Some of the more disturbing remnants of these patriarchal ploys is the continued ban on women’s ordination in the Catholic Church and the current Pope’s decision to put attempts at instating women priests on the same level as sexual abuse of children.
Rising’s recounting of the Women’s Movement from its beginnings in the mid-1800s through modern times is another excellently presented historical survey that covers the major subjects of Suffrage and birth control/abortion, and brings to light the differing philosophies that began pitting women against women in their fight for equal rights—an ongoing rift that now includes the Stay at Home Mom versus the Career Woman.

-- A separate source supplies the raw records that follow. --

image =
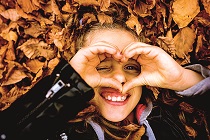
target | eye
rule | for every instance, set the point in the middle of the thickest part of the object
(132, 68)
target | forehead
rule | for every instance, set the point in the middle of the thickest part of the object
(117, 37)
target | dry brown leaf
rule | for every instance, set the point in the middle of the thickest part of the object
(142, 9)
(35, 30)
(11, 95)
(10, 36)
(134, 24)
(10, 54)
(69, 8)
(3, 50)
(11, 14)
(56, 11)
(104, 5)
(103, 18)
(27, 5)
(53, 62)
(206, 4)
(34, 48)
(14, 77)
(184, 11)
(87, 2)
(184, 42)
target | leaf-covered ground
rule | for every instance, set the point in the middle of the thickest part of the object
(35, 34)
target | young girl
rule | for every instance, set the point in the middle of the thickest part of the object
(101, 94)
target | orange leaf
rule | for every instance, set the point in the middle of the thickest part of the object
(11, 14)
(34, 48)
(14, 77)
(133, 23)
(184, 11)
(184, 42)
(206, 4)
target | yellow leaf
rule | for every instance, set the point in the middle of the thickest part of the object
(184, 42)
(11, 14)
(14, 77)
(10, 36)
(34, 48)
(103, 18)
(27, 5)
(184, 11)
(133, 23)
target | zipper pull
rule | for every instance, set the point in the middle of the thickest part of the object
(54, 89)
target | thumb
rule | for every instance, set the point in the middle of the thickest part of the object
(110, 82)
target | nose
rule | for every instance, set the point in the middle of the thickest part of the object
(120, 76)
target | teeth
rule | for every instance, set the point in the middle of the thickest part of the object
(114, 98)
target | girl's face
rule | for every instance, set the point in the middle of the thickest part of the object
(113, 105)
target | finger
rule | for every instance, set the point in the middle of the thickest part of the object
(110, 82)
(135, 82)
(137, 48)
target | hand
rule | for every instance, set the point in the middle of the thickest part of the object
(158, 69)
(86, 60)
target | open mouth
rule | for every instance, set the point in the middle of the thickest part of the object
(115, 98)
(113, 95)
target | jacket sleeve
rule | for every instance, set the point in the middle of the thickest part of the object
(47, 106)
(199, 94)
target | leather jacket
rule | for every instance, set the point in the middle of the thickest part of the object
(47, 106)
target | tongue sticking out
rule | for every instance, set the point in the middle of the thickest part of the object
(113, 95)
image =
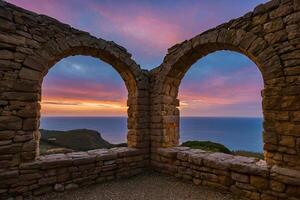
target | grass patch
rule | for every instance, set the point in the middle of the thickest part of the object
(217, 147)
(206, 146)
(249, 154)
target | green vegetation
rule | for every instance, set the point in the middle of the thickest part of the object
(206, 146)
(217, 147)
(249, 154)
(73, 140)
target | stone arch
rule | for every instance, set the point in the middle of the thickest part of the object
(181, 57)
(36, 66)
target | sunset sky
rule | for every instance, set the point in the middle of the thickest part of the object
(221, 84)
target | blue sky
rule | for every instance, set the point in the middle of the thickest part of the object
(147, 29)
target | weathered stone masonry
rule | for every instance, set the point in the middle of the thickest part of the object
(30, 44)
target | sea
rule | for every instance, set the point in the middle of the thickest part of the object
(236, 133)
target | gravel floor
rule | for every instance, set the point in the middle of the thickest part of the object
(147, 186)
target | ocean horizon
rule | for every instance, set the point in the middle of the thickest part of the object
(236, 133)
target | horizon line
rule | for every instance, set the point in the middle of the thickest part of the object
(180, 116)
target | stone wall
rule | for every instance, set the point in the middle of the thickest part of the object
(59, 172)
(270, 37)
(247, 177)
(30, 44)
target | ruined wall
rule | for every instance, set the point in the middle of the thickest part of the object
(60, 172)
(30, 44)
(270, 37)
(248, 177)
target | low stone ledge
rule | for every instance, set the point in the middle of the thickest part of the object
(246, 176)
(285, 175)
(57, 172)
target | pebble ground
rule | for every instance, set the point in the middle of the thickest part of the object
(147, 186)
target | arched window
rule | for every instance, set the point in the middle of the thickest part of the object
(220, 101)
(83, 106)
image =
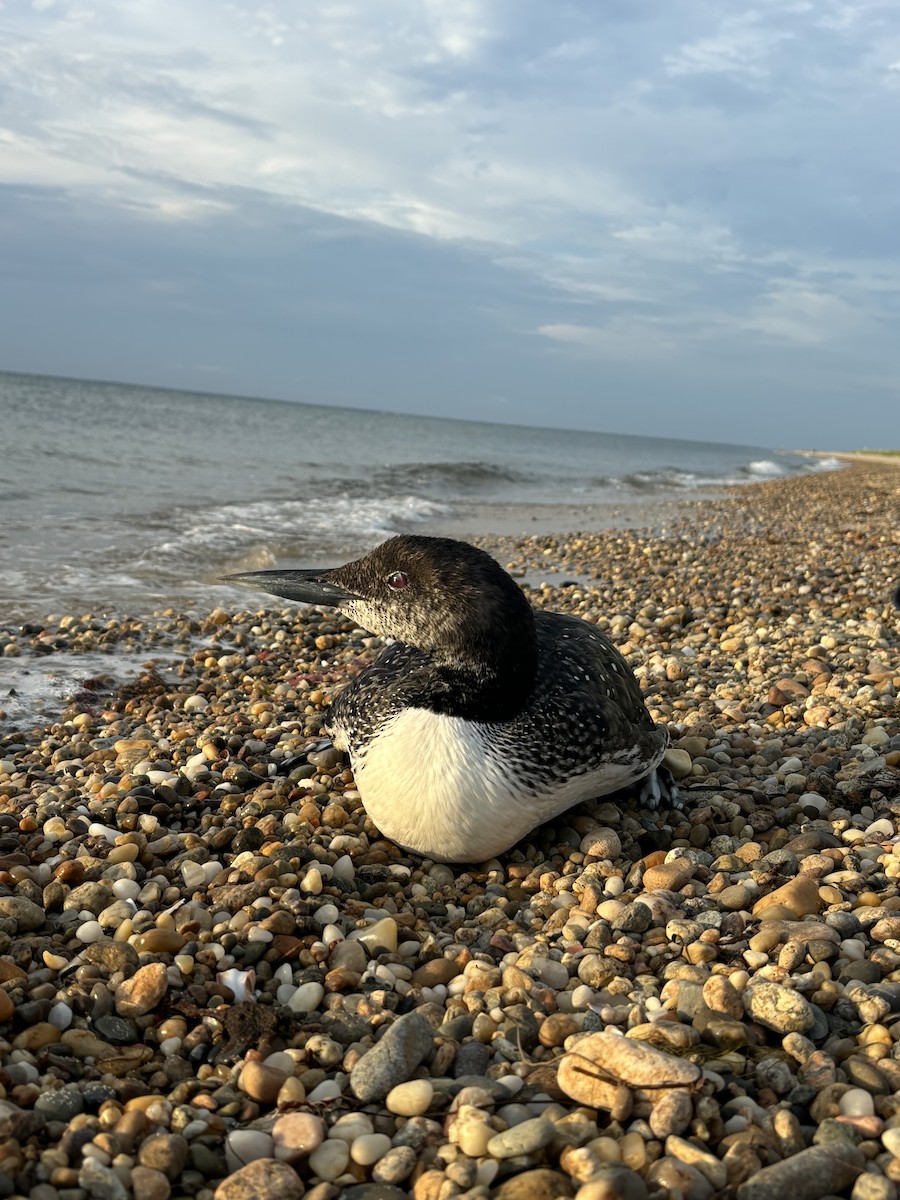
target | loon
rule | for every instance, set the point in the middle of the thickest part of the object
(483, 718)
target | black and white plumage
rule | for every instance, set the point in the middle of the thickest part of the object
(484, 718)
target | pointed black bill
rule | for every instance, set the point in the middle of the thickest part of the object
(307, 587)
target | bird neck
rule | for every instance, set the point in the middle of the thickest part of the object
(489, 678)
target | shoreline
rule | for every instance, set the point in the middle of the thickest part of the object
(203, 939)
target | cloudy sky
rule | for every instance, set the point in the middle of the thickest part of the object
(627, 215)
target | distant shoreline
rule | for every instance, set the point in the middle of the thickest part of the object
(892, 457)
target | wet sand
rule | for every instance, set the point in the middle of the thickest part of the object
(217, 979)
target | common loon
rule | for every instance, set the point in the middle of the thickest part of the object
(484, 718)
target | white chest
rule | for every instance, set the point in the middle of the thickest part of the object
(442, 786)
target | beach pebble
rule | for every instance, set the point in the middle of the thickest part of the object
(247, 1145)
(262, 1180)
(393, 1059)
(370, 1147)
(411, 1099)
(808, 1175)
(330, 1159)
(522, 1139)
(141, 994)
(297, 1135)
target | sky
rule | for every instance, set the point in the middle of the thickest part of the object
(637, 216)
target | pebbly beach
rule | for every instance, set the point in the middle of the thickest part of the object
(219, 981)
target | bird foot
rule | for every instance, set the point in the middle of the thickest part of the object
(659, 789)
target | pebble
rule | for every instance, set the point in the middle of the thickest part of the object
(208, 952)
(808, 1175)
(411, 1099)
(262, 1180)
(393, 1059)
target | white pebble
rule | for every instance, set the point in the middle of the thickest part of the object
(409, 1099)
(126, 889)
(329, 1159)
(95, 829)
(343, 869)
(881, 828)
(311, 882)
(813, 801)
(370, 1147)
(247, 1145)
(856, 1103)
(193, 875)
(351, 1126)
(306, 999)
(60, 1017)
(852, 949)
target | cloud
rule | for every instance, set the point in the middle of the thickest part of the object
(649, 179)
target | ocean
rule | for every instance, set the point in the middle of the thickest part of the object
(118, 498)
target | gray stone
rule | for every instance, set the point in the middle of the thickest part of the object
(778, 1008)
(27, 915)
(60, 1105)
(809, 1175)
(101, 1182)
(522, 1139)
(391, 1060)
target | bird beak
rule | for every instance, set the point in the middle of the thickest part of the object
(307, 587)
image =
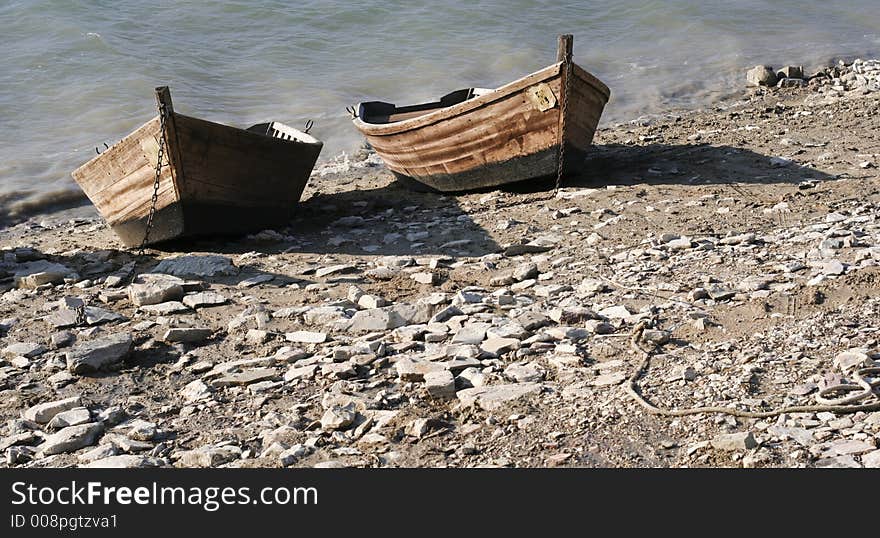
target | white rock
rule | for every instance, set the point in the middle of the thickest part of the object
(45, 412)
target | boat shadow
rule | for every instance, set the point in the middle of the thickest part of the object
(682, 164)
(374, 216)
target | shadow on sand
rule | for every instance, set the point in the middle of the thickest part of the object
(685, 164)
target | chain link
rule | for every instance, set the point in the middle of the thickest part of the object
(563, 106)
(155, 197)
(81, 314)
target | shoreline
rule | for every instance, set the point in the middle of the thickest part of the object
(389, 328)
(20, 205)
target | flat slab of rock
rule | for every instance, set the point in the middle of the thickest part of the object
(44, 412)
(415, 370)
(72, 417)
(71, 439)
(188, 335)
(209, 456)
(440, 384)
(500, 346)
(165, 309)
(211, 265)
(38, 273)
(246, 378)
(88, 357)
(734, 442)
(23, 349)
(204, 299)
(493, 397)
(154, 289)
(125, 461)
(306, 337)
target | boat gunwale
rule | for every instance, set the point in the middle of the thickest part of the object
(97, 158)
(459, 109)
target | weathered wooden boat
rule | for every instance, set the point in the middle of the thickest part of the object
(476, 138)
(177, 176)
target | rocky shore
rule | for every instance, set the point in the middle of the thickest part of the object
(388, 328)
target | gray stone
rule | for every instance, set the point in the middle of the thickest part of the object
(523, 373)
(255, 281)
(166, 308)
(187, 335)
(615, 312)
(152, 289)
(719, 292)
(440, 384)
(323, 315)
(246, 377)
(852, 359)
(45, 412)
(98, 354)
(204, 299)
(41, 272)
(300, 372)
(734, 442)
(335, 269)
(71, 439)
(494, 397)
(428, 278)
(472, 333)
(446, 314)
(500, 346)
(525, 271)
(24, 349)
(599, 327)
(791, 71)
(761, 75)
(294, 454)
(338, 417)
(211, 265)
(306, 337)
(871, 460)
(208, 456)
(195, 391)
(141, 430)
(791, 83)
(409, 369)
(532, 320)
(125, 461)
(607, 380)
(71, 417)
(833, 267)
(98, 453)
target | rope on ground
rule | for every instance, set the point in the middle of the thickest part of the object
(849, 404)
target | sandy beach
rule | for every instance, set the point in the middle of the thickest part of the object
(738, 244)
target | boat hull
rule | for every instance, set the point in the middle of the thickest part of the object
(215, 180)
(501, 137)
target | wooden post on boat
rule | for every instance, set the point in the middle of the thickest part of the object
(564, 47)
(166, 106)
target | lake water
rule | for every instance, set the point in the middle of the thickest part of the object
(77, 74)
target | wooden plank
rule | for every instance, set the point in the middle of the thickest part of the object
(564, 47)
(503, 136)
(226, 165)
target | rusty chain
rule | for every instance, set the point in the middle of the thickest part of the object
(563, 106)
(155, 198)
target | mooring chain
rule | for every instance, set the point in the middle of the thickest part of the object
(155, 198)
(81, 314)
(563, 106)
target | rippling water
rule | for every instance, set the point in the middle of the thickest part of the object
(76, 74)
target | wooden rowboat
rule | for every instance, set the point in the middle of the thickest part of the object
(474, 138)
(214, 179)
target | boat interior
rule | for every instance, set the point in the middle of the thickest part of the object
(378, 112)
(276, 129)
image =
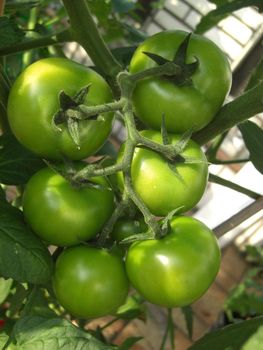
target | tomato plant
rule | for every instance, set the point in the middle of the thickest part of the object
(64, 215)
(164, 188)
(90, 282)
(126, 227)
(191, 105)
(33, 101)
(177, 269)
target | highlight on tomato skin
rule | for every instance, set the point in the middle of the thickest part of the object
(161, 187)
(177, 269)
(184, 106)
(90, 282)
(63, 215)
(33, 101)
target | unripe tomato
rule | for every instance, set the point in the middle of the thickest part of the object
(184, 107)
(90, 282)
(177, 269)
(163, 188)
(33, 101)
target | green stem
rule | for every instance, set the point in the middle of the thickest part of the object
(239, 217)
(220, 181)
(89, 111)
(52, 39)
(118, 212)
(169, 327)
(214, 147)
(31, 26)
(4, 91)
(85, 32)
(234, 112)
(2, 7)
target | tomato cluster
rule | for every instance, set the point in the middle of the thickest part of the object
(172, 270)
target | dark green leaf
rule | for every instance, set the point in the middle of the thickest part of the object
(23, 256)
(18, 5)
(10, 33)
(129, 342)
(253, 138)
(40, 333)
(123, 6)
(3, 339)
(188, 316)
(256, 76)
(255, 342)
(17, 164)
(224, 9)
(5, 286)
(229, 338)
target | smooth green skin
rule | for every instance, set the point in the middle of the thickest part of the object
(161, 189)
(63, 215)
(125, 228)
(177, 269)
(33, 101)
(183, 107)
(90, 282)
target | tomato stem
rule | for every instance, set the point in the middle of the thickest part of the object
(84, 30)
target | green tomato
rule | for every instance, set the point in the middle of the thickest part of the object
(177, 269)
(33, 101)
(184, 107)
(162, 188)
(125, 228)
(90, 282)
(64, 215)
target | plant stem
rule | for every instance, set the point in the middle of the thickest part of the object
(238, 218)
(47, 40)
(118, 212)
(85, 32)
(169, 327)
(220, 181)
(230, 161)
(234, 112)
(2, 7)
(89, 111)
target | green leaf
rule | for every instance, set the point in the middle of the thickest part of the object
(10, 33)
(16, 301)
(224, 9)
(255, 342)
(129, 342)
(41, 333)
(256, 76)
(5, 286)
(17, 164)
(3, 339)
(37, 304)
(253, 138)
(18, 5)
(229, 338)
(188, 316)
(123, 6)
(23, 256)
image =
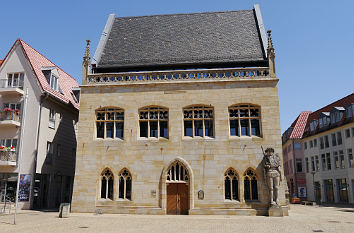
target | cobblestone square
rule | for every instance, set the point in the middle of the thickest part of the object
(301, 219)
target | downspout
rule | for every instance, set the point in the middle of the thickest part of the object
(295, 169)
(37, 141)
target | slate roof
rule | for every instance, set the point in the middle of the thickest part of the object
(38, 61)
(343, 102)
(299, 125)
(197, 38)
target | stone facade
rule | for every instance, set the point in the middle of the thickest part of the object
(148, 160)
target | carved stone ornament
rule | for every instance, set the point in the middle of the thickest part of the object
(272, 175)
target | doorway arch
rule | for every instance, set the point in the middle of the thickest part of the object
(177, 187)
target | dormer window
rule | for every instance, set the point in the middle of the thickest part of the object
(349, 111)
(337, 114)
(52, 75)
(324, 119)
(54, 82)
(313, 125)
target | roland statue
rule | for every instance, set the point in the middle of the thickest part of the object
(272, 175)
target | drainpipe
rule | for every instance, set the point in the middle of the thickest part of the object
(37, 142)
(20, 152)
(295, 170)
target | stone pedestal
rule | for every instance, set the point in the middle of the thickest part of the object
(275, 212)
(64, 210)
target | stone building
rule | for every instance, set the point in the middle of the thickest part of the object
(293, 157)
(328, 143)
(40, 129)
(174, 110)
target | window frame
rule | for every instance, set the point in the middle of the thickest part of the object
(114, 111)
(125, 174)
(249, 107)
(231, 177)
(250, 178)
(159, 110)
(202, 108)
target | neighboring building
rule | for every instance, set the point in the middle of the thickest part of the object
(293, 157)
(48, 140)
(328, 147)
(174, 114)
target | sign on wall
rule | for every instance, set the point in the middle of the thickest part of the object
(25, 187)
(302, 191)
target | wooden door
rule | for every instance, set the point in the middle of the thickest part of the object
(177, 198)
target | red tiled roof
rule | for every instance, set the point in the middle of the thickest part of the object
(66, 82)
(345, 101)
(299, 125)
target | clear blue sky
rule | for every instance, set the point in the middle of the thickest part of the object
(314, 40)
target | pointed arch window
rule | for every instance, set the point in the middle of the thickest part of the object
(110, 123)
(177, 173)
(231, 185)
(198, 121)
(245, 120)
(250, 185)
(125, 185)
(153, 122)
(107, 184)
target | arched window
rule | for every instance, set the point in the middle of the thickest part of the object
(153, 122)
(245, 120)
(110, 123)
(177, 173)
(231, 185)
(125, 185)
(107, 184)
(199, 121)
(250, 185)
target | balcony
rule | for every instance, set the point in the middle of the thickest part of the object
(178, 76)
(11, 88)
(9, 117)
(7, 158)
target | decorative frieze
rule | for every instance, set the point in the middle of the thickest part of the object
(180, 75)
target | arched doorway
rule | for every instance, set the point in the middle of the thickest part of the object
(177, 187)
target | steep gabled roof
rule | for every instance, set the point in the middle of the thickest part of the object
(299, 125)
(66, 82)
(177, 39)
(339, 105)
(345, 101)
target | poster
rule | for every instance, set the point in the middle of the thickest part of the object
(25, 187)
(302, 191)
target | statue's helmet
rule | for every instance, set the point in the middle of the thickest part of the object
(269, 150)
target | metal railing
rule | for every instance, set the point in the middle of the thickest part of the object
(10, 115)
(4, 83)
(10, 156)
(180, 75)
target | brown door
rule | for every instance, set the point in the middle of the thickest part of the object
(177, 198)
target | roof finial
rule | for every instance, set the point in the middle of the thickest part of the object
(86, 63)
(87, 50)
(271, 55)
(270, 42)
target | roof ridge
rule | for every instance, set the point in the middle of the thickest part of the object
(22, 41)
(333, 103)
(192, 13)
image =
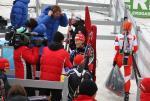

The final chapter is a “Report Card and Prognosis for the Future,” drawing on statistics and reports from various governmental departments and human services organizations. In a nutshell, progress is being made, but there is still a ways to go. The so-called Glass Ceiling and large disparities in pay for the same work between men and women are still major issues that bleed into all other areas of life.
Rising ends the book with many recommendations for continuing the fight for equal rights for women. This is the practical, hands-on portion of the book and there are plenty of important ideas.
No book is perfect, so I feel it fair to point out the following: there is one major editing error, where AIDS is spelled out as Acquired Immune Disease [instead of Deficiency] Syndrome. Also, and more importantly, it is clear by the end that this book is targeted overwhelmingly toward women. That’s kind of like preaching to the choir. Although there is so much excellent information here that women should of course read it, it is really the males of the species that would most benefit from seeing where Church, political, and sociological policies have led us all.